Project “All in N Ballin’” focuses on creating an AI agent to play no-limit, heads-up Texas Hold ‘Em Poker. We are relying on an existing Python library, Google’s OpenSpiel, to utilize its existing poker implementation, help us create our training environment, and utilize its existing implementations of reinforcement learning algorithms. The goal for our project is to create a poker agent that reduces exploitability, and therefore approximates the Nash Equilibrium as close as possible. We are mainly using the Neural-Fictitious Self-Play (NFSP) reinforced learning algorithm to reduce exploitability in our agent.

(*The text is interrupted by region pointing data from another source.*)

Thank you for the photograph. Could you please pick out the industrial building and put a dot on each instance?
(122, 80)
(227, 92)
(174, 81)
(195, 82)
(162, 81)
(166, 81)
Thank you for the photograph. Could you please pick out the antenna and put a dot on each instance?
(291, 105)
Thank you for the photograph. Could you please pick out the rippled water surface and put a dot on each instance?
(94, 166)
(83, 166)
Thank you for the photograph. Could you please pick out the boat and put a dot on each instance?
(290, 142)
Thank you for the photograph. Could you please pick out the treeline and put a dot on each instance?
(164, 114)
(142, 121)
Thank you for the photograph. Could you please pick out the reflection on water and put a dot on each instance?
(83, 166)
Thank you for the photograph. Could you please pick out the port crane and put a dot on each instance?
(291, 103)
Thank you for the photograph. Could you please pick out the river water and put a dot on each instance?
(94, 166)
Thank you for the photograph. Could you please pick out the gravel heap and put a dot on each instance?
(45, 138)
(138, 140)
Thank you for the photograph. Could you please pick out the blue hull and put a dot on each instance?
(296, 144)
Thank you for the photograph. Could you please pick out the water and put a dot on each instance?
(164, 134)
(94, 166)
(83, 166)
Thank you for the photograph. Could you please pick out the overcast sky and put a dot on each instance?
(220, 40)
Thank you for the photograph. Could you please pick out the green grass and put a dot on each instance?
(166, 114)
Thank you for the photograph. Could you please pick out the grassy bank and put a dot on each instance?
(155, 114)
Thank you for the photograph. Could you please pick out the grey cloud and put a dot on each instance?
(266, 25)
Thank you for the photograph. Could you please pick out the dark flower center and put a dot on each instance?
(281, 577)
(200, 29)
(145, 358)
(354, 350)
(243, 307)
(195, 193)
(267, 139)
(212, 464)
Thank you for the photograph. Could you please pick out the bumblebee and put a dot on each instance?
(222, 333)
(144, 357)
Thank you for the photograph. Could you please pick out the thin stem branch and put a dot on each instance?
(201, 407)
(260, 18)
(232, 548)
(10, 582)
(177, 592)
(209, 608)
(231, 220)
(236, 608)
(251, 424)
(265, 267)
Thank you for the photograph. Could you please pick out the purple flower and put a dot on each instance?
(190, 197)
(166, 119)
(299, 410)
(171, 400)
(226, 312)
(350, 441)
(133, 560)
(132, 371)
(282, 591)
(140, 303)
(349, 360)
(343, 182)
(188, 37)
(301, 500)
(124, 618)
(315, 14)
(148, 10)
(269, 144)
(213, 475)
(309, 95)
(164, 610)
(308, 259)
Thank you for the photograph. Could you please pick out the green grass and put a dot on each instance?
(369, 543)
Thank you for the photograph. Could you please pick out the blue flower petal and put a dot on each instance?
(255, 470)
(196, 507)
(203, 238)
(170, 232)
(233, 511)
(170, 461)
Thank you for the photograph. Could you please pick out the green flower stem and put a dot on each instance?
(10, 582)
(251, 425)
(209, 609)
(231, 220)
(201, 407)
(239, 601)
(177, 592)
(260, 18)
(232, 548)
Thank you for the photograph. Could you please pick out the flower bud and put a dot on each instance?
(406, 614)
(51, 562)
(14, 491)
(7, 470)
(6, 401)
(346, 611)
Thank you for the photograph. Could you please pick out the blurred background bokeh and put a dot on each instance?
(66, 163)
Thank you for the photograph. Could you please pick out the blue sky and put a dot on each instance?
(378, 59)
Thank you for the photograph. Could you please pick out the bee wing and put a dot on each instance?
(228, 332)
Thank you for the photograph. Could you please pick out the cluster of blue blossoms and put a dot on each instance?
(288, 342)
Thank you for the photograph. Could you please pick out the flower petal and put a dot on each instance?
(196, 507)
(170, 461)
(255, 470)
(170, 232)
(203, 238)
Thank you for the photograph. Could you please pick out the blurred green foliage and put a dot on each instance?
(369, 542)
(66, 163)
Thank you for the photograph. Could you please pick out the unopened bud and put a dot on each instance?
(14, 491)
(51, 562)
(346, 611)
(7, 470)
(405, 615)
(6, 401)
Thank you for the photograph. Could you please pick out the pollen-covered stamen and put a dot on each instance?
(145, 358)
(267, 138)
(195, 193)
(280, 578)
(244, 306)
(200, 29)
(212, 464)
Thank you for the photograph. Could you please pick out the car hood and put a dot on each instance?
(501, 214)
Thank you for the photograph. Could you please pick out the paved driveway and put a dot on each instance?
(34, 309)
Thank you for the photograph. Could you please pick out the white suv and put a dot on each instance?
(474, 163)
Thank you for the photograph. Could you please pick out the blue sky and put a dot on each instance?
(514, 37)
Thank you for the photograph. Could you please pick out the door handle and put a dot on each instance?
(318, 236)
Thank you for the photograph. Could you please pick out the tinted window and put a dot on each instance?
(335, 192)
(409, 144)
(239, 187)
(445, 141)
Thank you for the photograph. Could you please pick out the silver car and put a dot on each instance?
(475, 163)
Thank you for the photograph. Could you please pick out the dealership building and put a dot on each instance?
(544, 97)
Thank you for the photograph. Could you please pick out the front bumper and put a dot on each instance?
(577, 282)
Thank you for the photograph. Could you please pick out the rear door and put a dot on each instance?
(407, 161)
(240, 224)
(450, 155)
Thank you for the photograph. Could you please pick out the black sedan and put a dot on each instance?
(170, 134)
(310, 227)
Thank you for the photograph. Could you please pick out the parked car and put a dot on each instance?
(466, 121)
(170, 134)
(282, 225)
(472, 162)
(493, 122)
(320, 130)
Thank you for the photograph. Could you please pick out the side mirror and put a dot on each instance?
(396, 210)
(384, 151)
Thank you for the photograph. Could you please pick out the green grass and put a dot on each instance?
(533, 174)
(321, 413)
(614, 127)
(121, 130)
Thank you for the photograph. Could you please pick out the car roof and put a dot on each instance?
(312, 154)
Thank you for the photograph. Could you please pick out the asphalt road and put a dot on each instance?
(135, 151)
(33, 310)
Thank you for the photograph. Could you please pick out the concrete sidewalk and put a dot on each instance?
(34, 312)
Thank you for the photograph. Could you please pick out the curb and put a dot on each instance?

The main algorithm we are using is Neural-Fictitious Self-Play (NFSP), described as “a deep reinforcement learning method for learning approximate Nash equilibria of imperfect-information games” (Heinrich and Silver 2020). NFSP is a hybrid between reinforcement learning and supervised imitation learning. The NFSP agents utilize reinforcement learning to train a neural network from game experiences against fellow agents to predict future moves, while also training another neural network off of its own moves against fellow agents utilizing supervised learning. From these two neural networks, agents “ cautiously [sample] its actions from a mixture of its average, routine strategy and its greedy strategy that maximizes its predicted expected value” (Heinrich and Silver 2020). NFSP is designed to optimize/minimize exploitability, for more information please refer to the Evaluation section on this page.
Figure 1: NFSP Pseudocode
The implementation of our agent relies on a custom Texas Hold ‘Em gamemode created with OpenSpiel’s universal_poker game to match the poker from our problem description. The specifics of our gamemode can be seen below:
CUSTOM_NO_LIMIT_HEADS_UP_TEXAS_HOLDEM_GAMEDEF = """\
GAMEDEF
nolimit
numPlayers = 2
numRounds = 4
raiseSize = 20 20 20 20
blind = 10 20
firstPlayer = 1
numSuits = 4
numRanks = 13
numHoleCards = 2
numBoardCards = 0 3 1 1
stack = 2000
END GAMEDEF
"""
Figure 2: Texas Hold ‘Em Gamemode OpenSpiel Parameters
From there, we utilized the example NFSP implementation from OpenSpiel’s source code to run on our Texas Hold ‘Em game. The inputs of our approach are the state of the game, including: each agent’s hole cards, the state of the board cards, the players’ turns to be dealer, the pool chip count, and their chip count. From the inputs, the agent determines the legal actions, and returns one of four valid moves, call, raise, fold, or check.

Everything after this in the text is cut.